Shelter Island Supervisor Alfred Kilb, who attended a LIPA meeting with East End town leaders last week, said he still has a problem with the program, particularly with the idea that his town is buying green-energy “attributes,” instead of actual wind energy or hydropower, while paying fuel surcharges.

“We feel we bought green power, but LIPA seems to think we didn’t buy it per se, but attributes,” he said. “I said, ‘Let me ask you this, what are these attributes?'”

One person at the meeting with East End town leaders said LIPA also offered rebates for past Green Choice participation, including $8,000 for Southold and $2,200 for Shelter Island.

LIPA spokesman Bert Cunningham said the utility didn’t consider extending rebates to residential customers because municipalities “are purchasing [Green Choice] with taxpayers’ money on behalf of taxpayers and ratepayers.” In addition, he said, municipalities have longer-term Green Choice contracts; residential ratepayers “can opt out on 10-day notice.”

In May, Suffolk Legis. Edward Romaine (R-Center Moriches) said ratepayers felt “ripped off and conned” by LIPA’s Green Choice because the premium they pay over their normal bill doesn’t actually bring green energy to their homes. Yesterday, an aide to Romaine said rebates for governments aren’t enough.

“We’d like to see consumers get rebates, especially those who feel they were misled,” Romaine aide Bill Faulk said.

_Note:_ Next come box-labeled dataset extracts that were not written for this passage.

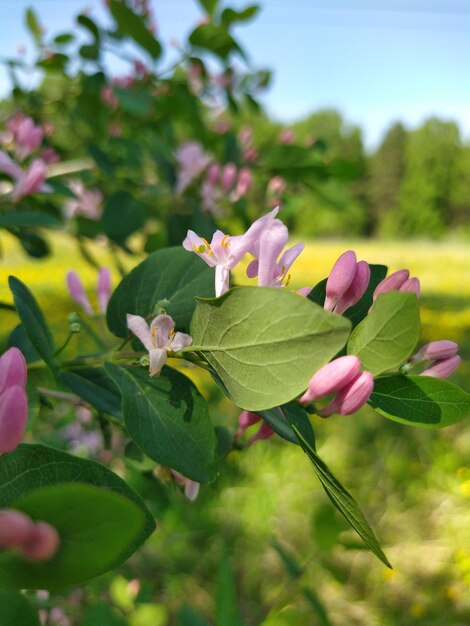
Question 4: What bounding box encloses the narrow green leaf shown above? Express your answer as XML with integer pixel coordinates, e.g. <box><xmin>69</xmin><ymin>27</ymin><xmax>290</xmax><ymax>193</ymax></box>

<box><xmin>109</xmin><ymin>0</ymin><xmax>162</xmax><ymax>61</ymax></box>
<box><xmin>347</xmin><ymin>291</ymin><xmax>420</xmax><ymax>375</ymax></box>
<box><xmin>0</xmin><ymin>483</ymin><xmax>149</xmax><ymax>589</ymax></box>
<box><xmin>0</xmin><ymin>589</ymin><xmax>40</xmax><ymax>626</ymax></box>
<box><xmin>187</xmin><ymin>287</ymin><xmax>350</xmax><ymax>412</ymax></box>
<box><xmin>291</xmin><ymin>424</ymin><xmax>392</xmax><ymax>569</ymax></box>
<box><xmin>8</xmin><ymin>276</ymin><xmax>57</xmax><ymax>375</ymax></box>
<box><xmin>107</xmin><ymin>247</ymin><xmax>214</xmax><ymax>337</ymax></box>
<box><xmin>369</xmin><ymin>374</ymin><xmax>470</xmax><ymax>428</ymax></box>
<box><xmin>0</xmin><ymin>444</ymin><xmax>155</xmax><ymax>558</ymax></box>
<box><xmin>105</xmin><ymin>363</ymin><xmax>217</xmax><ymax>483</ymax></box>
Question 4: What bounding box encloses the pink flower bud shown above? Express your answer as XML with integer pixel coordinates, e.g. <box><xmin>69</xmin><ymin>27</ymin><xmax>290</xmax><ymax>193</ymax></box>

<box><xmin>207</xmin><ymin>163</ymin><xmax>220</xmax><ymax>186</ymax></box>
<box><xmin>97</xmin><ymin>267</ymin><xmax>111</xmax><ymax>314</ymax></box>
<box><xmin>324</xmin><ymin>250</ymin><xmax>356</xmax><ymax>311</ymax></box>
<box><xmin>319</xmin><ymin>371</ymin><xmax>374</xmax><ymax>417</ymax></box>
<box><xmin>67</xmin><ymin>271</ymin><xmax>93</xmax><ymax>315</ymax></box>
<box><xmin>334</xmin><ymin>261</ymin><xmax>370</xmax><ymax>315</ymax></box>
<box><xmin>410</xmin><ymin>339</ymin><xmax>459</xmax><ymax>363</ymax></box>
<box><xmin>0</xmin><ymin>348</ymin><xmax>27</xmax><ymax>394</ymax></box>
<box><xmin>373</xmin><ymin>270</ymin><xmax>410</xmax><ymax>300</ymax></box>
<box><xmin>420</xmin><ymin>354</ymin><xmax>462</xmax><ymax>378</ymax></box>
<box><xmin>299</xmin><ymin>354</ymin><xmax>361</xmax><ymax>403</ymax></box>
<box><xmin>0</xmin><ymin>385</ymin><xmax>28</xmax><ymax>454</ymax></box>
<box><xmin>21</xmin><ymin>522</ymin><xmax>60</xmax><ymax>561</ymax></box>
<box><xmin>0</xmin><ymin>509</ymin><xmax>33</xmax><ymax>548</ymax></box>
<box><xmin>246</xmin><ymin>421</ymin><xmax>276</xmax><ymax>448</ymax></box>
<box><xmin>221</xmin><ymin>163</ymin><xmax>237</xmax><ymax>191</ymax></box>
<box><xmin>399</xmin><ymin>277</ymin><xmax>421</xmax><ymax>298</ymax></box>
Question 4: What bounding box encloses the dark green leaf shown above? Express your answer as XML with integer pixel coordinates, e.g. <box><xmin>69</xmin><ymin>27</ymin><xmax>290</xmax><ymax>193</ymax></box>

<box><xmin>347</xmin><ymin>291</ymin><xmax>420</xmax><ymax>375</ymax></box>
<box><xmin>107</xmin><ymin>247</ymin><xmax>214</xmax><ymax>337</ymax></box>
<box><xmin>62</xmin><ymin>367</ymin><xmax>122</xmax><ymax>419</ymax></box>
<box><xmin>291</xmin><ymin>424</ymin><xmax>392</xmax><ymax>568</ymax></box>
<box><xmin>187</xmin><ymin>287</ymin><xmax>350</xmax><ymax>412</ymax></box>
<box><xmin>0</xmin><ymin>483</ymin><xmax>146</xmax><ymax>589</ymax></box>
<box><xmin>8</xmin><ymin>276</ymin><xmax>57</xmax><ymax>374</ymax></box>
<box><xmin>369</xmin><ymin>374</ymin><xmax>470</xmax><ymax>428</ymax></box>
<box><xmin>109</xmin><ymin>0</ymin><xmax>162</xmax><ymax>60</ymax></box>
<box><xmin>0</xmin><ymin>444</ymin><xmax>155</xmax><ymax>556</ymax></box>
<box><xmin>105</xmin><ymin>363</ymin><xmax>217</xmax><ymax>483</ymax></box>
<box><xmin>0</xmin><ymin>589</ymin><xmax>40</xmax><ymax>626</ymax></box>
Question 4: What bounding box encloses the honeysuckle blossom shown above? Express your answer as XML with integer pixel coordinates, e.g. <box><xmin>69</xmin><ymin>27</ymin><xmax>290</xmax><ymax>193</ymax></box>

<box><xmin>66</xmin><ymin>267</ymin><xmax>111</xmax><ymax>316</ymax></box>
<box><xmin>174</xmin><ymin>141</ymin><xmax>212</xmax><ymax>195</ymax></box>
<box><xmin>0</xmin><ymin>347</ymin><xmax>28</xmax><ymax>454</ymax></box>
<box><xmin>127</xmin><ymin>313</ymin><xmax>193</xmax><ymax>376</ymax></box>
<box><xmin>0</xmin><ymin>509</ymin><xmax>60</xmax><ymax>561</ymax></box>
<box><xmin>183</xmin><ymin>208</ymin><xmax>280</xmax><ymax>296</ymax></box>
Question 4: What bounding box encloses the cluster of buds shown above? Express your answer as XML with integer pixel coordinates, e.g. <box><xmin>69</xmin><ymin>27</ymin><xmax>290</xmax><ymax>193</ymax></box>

<box><xmin>324</xmin><ymin>250</ymin><xmax>370</xmax><ymax>315</ymax></box>
<box><xmin>0</xmin><ymin>348</ymin><xmax>28</xmax><ymax>454</ymax></box>
<box><xmin>201</xmin><ymin>163</ymin><xmax>253</xmax><ymax>215</ymax></box>
<box><xmin>373</xmin><ymin>270</ymin><xmax>421</xmax><ymax>301</ymax></box>
<box><xmin>0</xmin><ymin>509</ymin><xmax>60</xmax><ymax>561</ymax></box>
<box><xmin>299</xmin><ymin>355</ymin><xmax>374</xmax><ymax>417</ymax></box>
<box><xmin>234</xmin><ymin>411</ymin><xmax>275</xmax><ymax>447</ymax></box>
<box><xmin>66</xmin><ymin>267</ymin><xmax>111</xmax><ymax>316</ymax></box>
<box><xmin>409</xmin><ymin>340</ymin><xmax>462</xmax><ymax>378</ymax></box>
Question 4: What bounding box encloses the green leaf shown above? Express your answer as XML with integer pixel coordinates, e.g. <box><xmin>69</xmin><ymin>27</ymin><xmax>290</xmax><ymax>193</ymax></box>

<box><xmin>0</xmin><ymin>211</ymin><xmax>60</xmax><ymax>228</ymax></box>
<box><xmin>26</xmin><ymin>8</ymin><xmax>42</xmax><ymax>46</ymax></box>
<box><xmin>109</xmin><ymin>0</ymin><xmax>162</xmax><ymax>61</ymax></box>
<box><xmin>369</xmin><ymin>374</ymin><xmax>470</xmax><ymax>428</ymax></box>
<box><xmin>307</xmin><ymin>264</ymin><xmax>387</xmax><ymax>328</ymax></box>
<box><xmin>220</xmin><ymin>4</ymin><xmax>261</xmax><ymax>27</ymax></box>
<box><xmin>0</xmin><ymin>589</ymin><xmax>40</xmax><ymax>626</ymax></box>
<box><xmin>186</xmin><ymin>287</ymin><xmax>351</xmax><ymax>412</ymax></box>
<box><xmin>0</xmin><ymin>483</ymin><xmax>149</xmax><ymax>589</ymax></box>
<box><xmin>107</xmin><ymin>247</ymin><xmax>214</xmax><ymax>337</ymax></box>
<box><xmin>259</xmin><ymin>402</ymin><xmax>315</xmax><ymax>450</ymax></box>
<box><xmin>0</xmin><ymin>444</ymin><xmax>155</xmax><ymax>556</ymax></box>
<box><xmin>348</xmin><ymin>291</ymin><xmax>419</xmax><ymax>375</ymax></box>
<box><xmin>291</xmin><ymin>424</ymin><xmax>392</xmax><ymax>569</ymax></box>
<box><xmin>62</xmin><ymin>367</ymin><xmax>122</xmax><ymax>419</ymax></box>
<box><xmin>8</xmin><ymin>276</ymin><xmax>57</xmax><ymax>375</ymax></box>
<box><xmin>105</xmin><ymin>363</ymin><xmax>217</xmax><ymax>483</ymax></box>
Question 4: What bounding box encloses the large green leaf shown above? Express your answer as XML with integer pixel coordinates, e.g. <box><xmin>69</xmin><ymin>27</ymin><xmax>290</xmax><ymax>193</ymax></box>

Romaine’s office sent letters in May to the state Public Service Commission and the state attorney general calling for a probe of LIPA’s Green Choice. Faulk said the PSC replied that it didn’t have jurisdiction over the program, and Attorney General Eliot Spitzer didn’t respond. A Spitzer spokesman didn’t return a call yesterday.

Mike McCarron, an East Islip resident who signed up for Green Choice more than a year ago, said he dropped out when he discovered earlier this year that green energy wasn’t coming to his home. Told of the possible rebates to municipalities, he said, “Our feeling is that LIPA owes us that money back” for the year-plus worth of premiums he paid for Green Choice.

LIPA’s new consumer Green Choice brochure makes clearer than in the past that ratepayers are buying “environmental attributes,” which “support the building of green electric generation for our future.” It defines an attribute as “the reduction of greenhouse gases associated with replacing old, inefficient electric generation facilities with ‘green,’ renewable resources.”